This past week has been an emotional roller coaster. One minute I was sad my husband was leaving, one minute I was proud and excited for him, and the next minute I was frustrated. Thursday afternoon came and I kissed my husband bye for what I thought would 2 mths. He drove up to Atlanta to stay with my brother so he would be closer to the base since he had to check in at 10am. He called to check in that night and before leaving for the base, and I didn't cry...I wouldn't let myself fall apart in front of the kids. He surprised me and called me just before checking in, and I lost it and had to step out of the classroom for a few minutes. I was overwhelmed that this was the last time I would hear his voice for the next two months, and the panic of being away from him overcame me. Throughout the day I tried to relax and not think about him, but he was always in my thoughts. That night I went out with my friends from work, and did the best I could to relax and have fun.
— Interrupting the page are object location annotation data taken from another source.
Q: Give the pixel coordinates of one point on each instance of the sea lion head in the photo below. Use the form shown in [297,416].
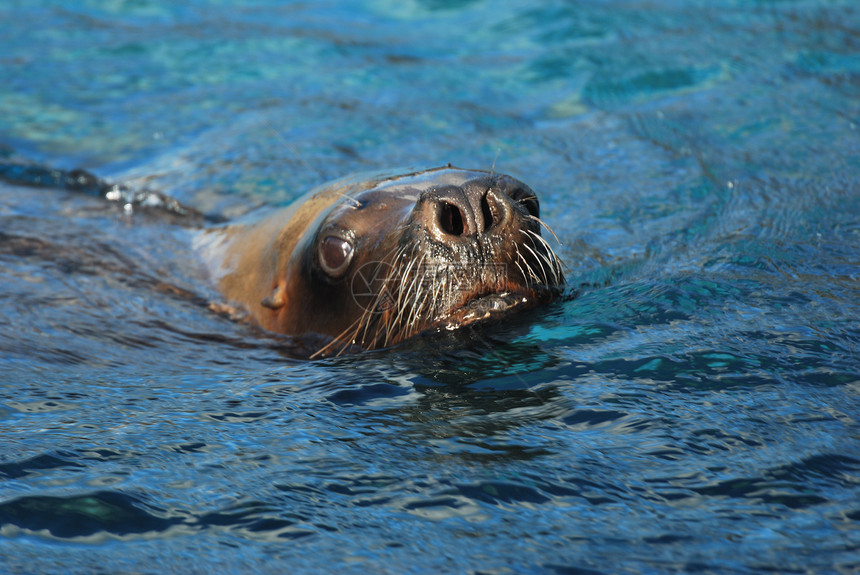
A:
[394,257]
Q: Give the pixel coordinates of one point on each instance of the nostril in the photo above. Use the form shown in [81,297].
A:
[451,219]
[487,212]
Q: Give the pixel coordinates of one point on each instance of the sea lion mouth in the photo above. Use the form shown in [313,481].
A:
[490,306]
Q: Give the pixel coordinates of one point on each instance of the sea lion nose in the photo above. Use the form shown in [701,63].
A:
[465,211]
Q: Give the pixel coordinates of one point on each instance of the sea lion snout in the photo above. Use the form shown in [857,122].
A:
[483,206]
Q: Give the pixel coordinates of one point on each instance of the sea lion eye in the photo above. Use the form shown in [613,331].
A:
[335,255]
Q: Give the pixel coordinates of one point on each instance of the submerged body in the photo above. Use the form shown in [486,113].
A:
[371,262]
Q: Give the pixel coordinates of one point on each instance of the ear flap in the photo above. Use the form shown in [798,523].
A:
[275,300]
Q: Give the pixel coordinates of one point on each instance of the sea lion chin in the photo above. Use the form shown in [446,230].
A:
[369,262]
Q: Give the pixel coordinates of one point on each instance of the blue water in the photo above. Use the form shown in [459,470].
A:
[694,408]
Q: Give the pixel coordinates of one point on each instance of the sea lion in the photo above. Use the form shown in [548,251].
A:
[370,262]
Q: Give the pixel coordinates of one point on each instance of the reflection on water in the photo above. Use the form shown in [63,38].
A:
[690,406]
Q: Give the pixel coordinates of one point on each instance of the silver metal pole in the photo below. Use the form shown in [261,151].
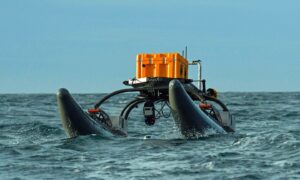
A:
[198,62]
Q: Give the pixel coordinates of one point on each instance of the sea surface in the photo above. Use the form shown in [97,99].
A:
[266,145]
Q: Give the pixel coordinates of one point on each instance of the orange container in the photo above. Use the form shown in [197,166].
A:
[167,65]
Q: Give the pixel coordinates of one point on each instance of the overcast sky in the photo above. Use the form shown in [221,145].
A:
[90,46]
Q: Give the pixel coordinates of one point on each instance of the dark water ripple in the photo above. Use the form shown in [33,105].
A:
[33,144]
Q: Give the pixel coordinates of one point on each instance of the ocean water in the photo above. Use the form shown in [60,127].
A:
[266,145]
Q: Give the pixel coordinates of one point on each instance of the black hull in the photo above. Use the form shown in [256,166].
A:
[188,116]
[77,122]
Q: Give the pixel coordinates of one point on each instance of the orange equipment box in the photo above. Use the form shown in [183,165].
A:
[167,65]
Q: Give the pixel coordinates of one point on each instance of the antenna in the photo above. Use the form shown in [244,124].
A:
[186,52]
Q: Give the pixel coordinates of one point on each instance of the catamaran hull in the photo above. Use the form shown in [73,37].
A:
[77,122]
[190,119]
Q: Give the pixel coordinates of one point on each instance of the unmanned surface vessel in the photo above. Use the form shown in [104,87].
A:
[160,78]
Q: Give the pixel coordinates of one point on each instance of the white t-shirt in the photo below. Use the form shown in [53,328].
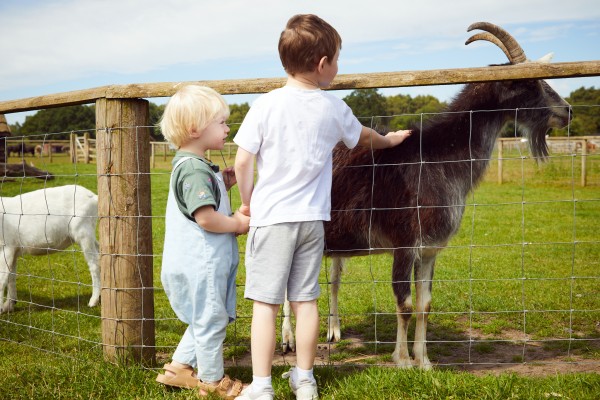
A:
[292,132]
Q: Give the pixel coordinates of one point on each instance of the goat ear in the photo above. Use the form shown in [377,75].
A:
[546,59]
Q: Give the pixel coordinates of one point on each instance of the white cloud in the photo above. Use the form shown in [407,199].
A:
[54,41]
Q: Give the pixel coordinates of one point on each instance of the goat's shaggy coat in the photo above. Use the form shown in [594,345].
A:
[409,200]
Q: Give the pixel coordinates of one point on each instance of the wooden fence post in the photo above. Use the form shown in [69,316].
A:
[73,147]
[125,226]
[500,144]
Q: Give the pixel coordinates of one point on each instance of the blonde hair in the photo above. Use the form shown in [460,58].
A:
[304,41]
[192,108]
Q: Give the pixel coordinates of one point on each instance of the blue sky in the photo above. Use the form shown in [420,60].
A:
[55,46]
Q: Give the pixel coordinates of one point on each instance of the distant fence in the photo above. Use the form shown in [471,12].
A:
[582,145]
[124,154]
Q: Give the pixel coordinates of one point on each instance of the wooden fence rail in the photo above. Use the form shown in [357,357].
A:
[124,181]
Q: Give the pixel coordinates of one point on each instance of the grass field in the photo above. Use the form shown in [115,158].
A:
[516,295]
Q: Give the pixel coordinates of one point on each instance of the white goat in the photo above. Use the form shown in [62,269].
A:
[45,221]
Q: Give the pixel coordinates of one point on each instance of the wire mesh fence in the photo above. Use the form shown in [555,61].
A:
[517,286]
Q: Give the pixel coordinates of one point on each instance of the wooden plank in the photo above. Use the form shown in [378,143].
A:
[349,81]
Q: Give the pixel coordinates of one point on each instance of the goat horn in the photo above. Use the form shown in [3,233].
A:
[511,47]
[490,38]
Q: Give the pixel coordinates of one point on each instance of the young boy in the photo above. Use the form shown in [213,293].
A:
[292,132]
[200,256]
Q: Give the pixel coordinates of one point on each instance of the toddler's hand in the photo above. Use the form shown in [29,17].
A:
[229,177]
[244,223]
[244,209]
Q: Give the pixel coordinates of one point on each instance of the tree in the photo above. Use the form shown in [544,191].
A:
[59,122]
[586,113]
[369,106]
[155,113]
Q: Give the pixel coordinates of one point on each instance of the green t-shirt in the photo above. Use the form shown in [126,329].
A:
[194,183]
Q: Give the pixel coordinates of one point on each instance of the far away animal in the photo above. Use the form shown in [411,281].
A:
[409,200]
[42,222]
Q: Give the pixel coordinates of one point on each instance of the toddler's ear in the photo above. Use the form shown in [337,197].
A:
[322,63]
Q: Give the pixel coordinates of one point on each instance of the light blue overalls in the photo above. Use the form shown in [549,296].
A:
[198,274]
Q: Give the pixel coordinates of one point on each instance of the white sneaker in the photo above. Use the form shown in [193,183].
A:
[305,389]
[265,394]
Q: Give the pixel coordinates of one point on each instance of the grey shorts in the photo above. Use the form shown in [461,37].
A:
[282,257]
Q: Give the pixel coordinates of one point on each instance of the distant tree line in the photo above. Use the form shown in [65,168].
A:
[382,113]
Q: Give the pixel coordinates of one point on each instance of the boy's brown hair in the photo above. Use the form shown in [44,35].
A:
[305,40]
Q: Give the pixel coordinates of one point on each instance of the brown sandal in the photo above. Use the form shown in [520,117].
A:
[226,389]
[182,377]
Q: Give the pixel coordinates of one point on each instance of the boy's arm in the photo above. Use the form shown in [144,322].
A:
[370,138]
[244,173]
[213,221]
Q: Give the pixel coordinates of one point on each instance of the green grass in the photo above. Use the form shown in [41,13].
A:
[524,269]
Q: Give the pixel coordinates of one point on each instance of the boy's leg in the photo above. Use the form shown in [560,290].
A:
[263,337]
[307,332]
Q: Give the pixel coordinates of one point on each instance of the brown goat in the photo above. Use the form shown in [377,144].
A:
[409,200]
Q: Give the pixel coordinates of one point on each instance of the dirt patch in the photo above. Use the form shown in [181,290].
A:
[513,352]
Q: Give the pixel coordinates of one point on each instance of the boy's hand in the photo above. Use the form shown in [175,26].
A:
[229,177]
[243,223]
[397,137]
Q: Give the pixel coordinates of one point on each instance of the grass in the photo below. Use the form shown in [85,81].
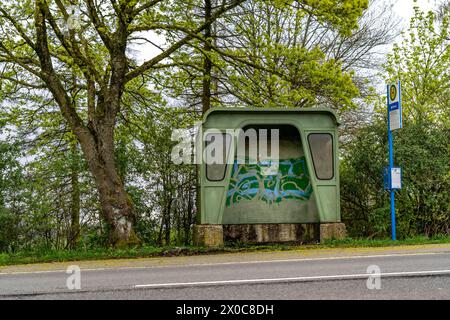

I spent my 2nd night alone, hoping it would get easier.
Then came the phone call at 7am that would change everything. The emotions I experienced next were anger and sadness. My husband called with the news that he had BARELY missed one of the requirements (and I mean JUST BARELY) and they had sent him home. I have never heard my husband sound so upset, and it broke my heart for him. He was frustrated that he had worked so hard to only be sent him before he even got started training.
So, I don't know what the future holds for us as for as the Army goes, but I know that we just have to trust in the Lord and know that things happened like they did because He has a bigger plan for our family. I pray that the Lord shut all doors that need to be shut, and show us to the ones we need to go through. At the end of the day I am happy to have my husband home, but sad that he is hurting.